During an annual shareholder meeting in Arkansas, US, this week, Doug McMillon, Walmart CEO, said that the federal minimum wage of $7.25 an hour is “too low” and is “lagging behind”.
Walmart is one of the largest private employers in the country and as its leader, McMillon has broken his long silence on this contentious debate that has gripped the entire country including employees, companies and the government.
The US Congress has not raised the minimum wage since 2009 and media reports cite that McMillon’s comments from the shareholder meeting would push the government into action.
“It’s time for Congress to put a thoughtful plan in place,” McMillon said urging the government to put a phased out plan into place over a period of time that enables the entire country’s companies to prepare themselves to pay a higher minimum wage.
At present, the minimum wage at Walmart in the US locations is $11 an hour. Other conglomerates in the grocery retailer landscape such as Amazon and Costco have raised the wage to $15 an hour.

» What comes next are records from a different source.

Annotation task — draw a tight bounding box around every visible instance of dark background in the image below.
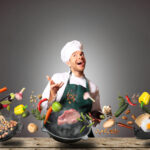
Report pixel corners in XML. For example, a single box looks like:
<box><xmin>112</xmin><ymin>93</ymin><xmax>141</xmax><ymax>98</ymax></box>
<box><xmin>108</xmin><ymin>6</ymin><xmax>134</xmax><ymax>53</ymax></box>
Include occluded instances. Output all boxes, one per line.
<box><xmin>0</xmin><ymin>0</ymin><xmax>150</xmax><ymax>137</ymax></box>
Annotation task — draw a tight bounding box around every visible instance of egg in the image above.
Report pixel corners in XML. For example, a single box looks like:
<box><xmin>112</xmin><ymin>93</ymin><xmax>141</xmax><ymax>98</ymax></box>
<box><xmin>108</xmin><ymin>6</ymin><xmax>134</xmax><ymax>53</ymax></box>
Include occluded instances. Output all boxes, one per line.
<box><xmin>141</xmin><ymin>118</ymin><xmax>150</xmax><ymax>132</ymax></box>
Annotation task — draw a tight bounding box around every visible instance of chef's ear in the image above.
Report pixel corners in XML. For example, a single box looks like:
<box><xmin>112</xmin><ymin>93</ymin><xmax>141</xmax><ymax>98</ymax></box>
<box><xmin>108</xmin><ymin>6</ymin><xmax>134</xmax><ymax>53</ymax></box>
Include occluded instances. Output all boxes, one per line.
<box><xmin>66</xmin><ymin>61</ymin><xmax>71</xmax><ymax>67</ymax></box>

As setting the federal minimum wage falls under the responsibility of the government, it has become a political platform for many on the Democrats’ side. It is precisely why Walmart is also facing the same pressure from the Democrats, workers’ unions and lobbyists.
Given the rising cost of living in different parts of the country because of inflation, trade tensions with other countries and a globally fluctuating jobs’ scenario, the leaders of large employers in the US are facing the challenge of striking a balance between raising the minimum wages, retaining employees, earning the employees’ trust and at the same time getting used to lower profit margins.